Case Study 1: Meridian Financial — Credit Scoring Fairness and ECOA Compliance

Context

Meridian Financial, the mid-size consumer lending institution from Case Studies in Chapters 24 and 28, processes 15,000 credit card applications per day using a gradient-boosted tree ensemble (XGBoost, 500 trees, 200 features). The model scores applicants on a 0-1 probability-of-default scale. Applications scoring below 0.12 are auto-approved; applications scoring above 0.35 are auto-declined; applications between 0.12 and 0.35 are routed to human underwriters.

The model does not use any protected attribute (race, gender, age, national origin) as a feature. It was validated by the model risk management (MRM) team under SR 11-7 guidance (Chapter 28, Case Study 2), passing all data validation, behavioral tests, and model validation gates. AUC on the held-out set is 0.83. The 90-day default rate on approved applications is 2.1%. By every accuracy metric, the model is excellent.

The fairness problem surfaced during a routine regulatory examination. An OCC examiner requested a disaggregated analysis of approval rates by race, using HMDA (Home Mortgage Disclosure Act) methodology adapted for consumer lending. The data science team had never performed this analysis.

The Audit

Phase 1: Baseline Fairness Assessment

The team computed approval rates by race using the FairnessMetrics class and Fairlearn's MetricFrame. Race was not a model feature, so the team joined model predictions with demographic data from the applicant database (collected under ECOA for monitoring purposes but excluded from model features).

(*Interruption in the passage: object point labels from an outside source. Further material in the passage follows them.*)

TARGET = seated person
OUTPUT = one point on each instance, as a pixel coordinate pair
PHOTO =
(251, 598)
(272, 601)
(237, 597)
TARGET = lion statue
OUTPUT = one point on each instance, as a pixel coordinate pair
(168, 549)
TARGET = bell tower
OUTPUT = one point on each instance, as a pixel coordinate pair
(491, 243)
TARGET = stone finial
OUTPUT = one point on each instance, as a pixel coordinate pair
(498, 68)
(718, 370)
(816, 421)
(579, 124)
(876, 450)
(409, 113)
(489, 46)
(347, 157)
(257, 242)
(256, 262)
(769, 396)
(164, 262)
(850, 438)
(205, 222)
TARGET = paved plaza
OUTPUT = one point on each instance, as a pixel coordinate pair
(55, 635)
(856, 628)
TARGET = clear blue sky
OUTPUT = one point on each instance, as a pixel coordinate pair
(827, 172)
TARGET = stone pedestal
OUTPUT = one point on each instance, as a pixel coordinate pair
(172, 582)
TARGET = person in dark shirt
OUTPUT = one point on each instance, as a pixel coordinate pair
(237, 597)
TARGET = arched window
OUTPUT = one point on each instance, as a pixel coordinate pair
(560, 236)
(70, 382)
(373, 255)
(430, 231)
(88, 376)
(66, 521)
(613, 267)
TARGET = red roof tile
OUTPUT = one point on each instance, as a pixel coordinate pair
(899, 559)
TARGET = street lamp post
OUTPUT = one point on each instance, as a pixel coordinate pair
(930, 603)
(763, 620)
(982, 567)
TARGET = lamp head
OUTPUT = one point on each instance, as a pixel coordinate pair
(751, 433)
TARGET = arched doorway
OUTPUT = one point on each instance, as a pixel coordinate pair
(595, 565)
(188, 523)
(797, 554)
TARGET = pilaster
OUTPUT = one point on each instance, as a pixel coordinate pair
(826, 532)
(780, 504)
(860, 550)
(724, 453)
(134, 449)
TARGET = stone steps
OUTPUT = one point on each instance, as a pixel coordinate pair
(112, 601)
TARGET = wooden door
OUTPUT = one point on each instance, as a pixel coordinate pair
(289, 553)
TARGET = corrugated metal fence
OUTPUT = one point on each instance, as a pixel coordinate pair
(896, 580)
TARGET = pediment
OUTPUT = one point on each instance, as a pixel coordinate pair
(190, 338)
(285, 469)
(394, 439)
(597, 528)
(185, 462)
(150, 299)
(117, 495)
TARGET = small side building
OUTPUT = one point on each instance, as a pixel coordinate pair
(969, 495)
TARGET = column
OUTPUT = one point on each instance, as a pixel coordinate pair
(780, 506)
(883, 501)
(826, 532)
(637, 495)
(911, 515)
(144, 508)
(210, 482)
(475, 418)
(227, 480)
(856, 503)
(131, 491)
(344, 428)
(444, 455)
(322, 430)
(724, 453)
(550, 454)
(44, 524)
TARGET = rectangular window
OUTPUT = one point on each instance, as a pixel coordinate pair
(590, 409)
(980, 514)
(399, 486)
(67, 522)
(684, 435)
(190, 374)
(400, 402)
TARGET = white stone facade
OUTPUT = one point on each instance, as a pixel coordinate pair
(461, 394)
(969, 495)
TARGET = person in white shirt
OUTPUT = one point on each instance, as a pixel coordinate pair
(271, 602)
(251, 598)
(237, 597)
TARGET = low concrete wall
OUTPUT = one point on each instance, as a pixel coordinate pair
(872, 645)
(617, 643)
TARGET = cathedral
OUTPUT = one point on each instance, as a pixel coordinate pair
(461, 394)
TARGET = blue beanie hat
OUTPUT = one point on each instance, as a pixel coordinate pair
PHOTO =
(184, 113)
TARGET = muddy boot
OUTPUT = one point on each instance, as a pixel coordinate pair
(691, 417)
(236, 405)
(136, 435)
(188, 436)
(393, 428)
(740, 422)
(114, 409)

Racial Group n Applications Approval Rate Default Rate (approved)
White 8,250 74.2% 1.9%
Black 2,700 51.3% 2.3%
Hispanic 2,400 58.7% 2.1%
Asian 1,200 71.5% 1.7%
Other 450 63.1% 2.0%

Four-fifths rule check: The highest approval rate is 74.2% (White). The four-fifths threshold is $0.742 \times 0.8 = 0.594$. The Black approval rate (51.3%) falls below this threshold. The disparate impact ratio for Black applicants is $0.513 / 0.742 = 0.691$ — well below 0.80.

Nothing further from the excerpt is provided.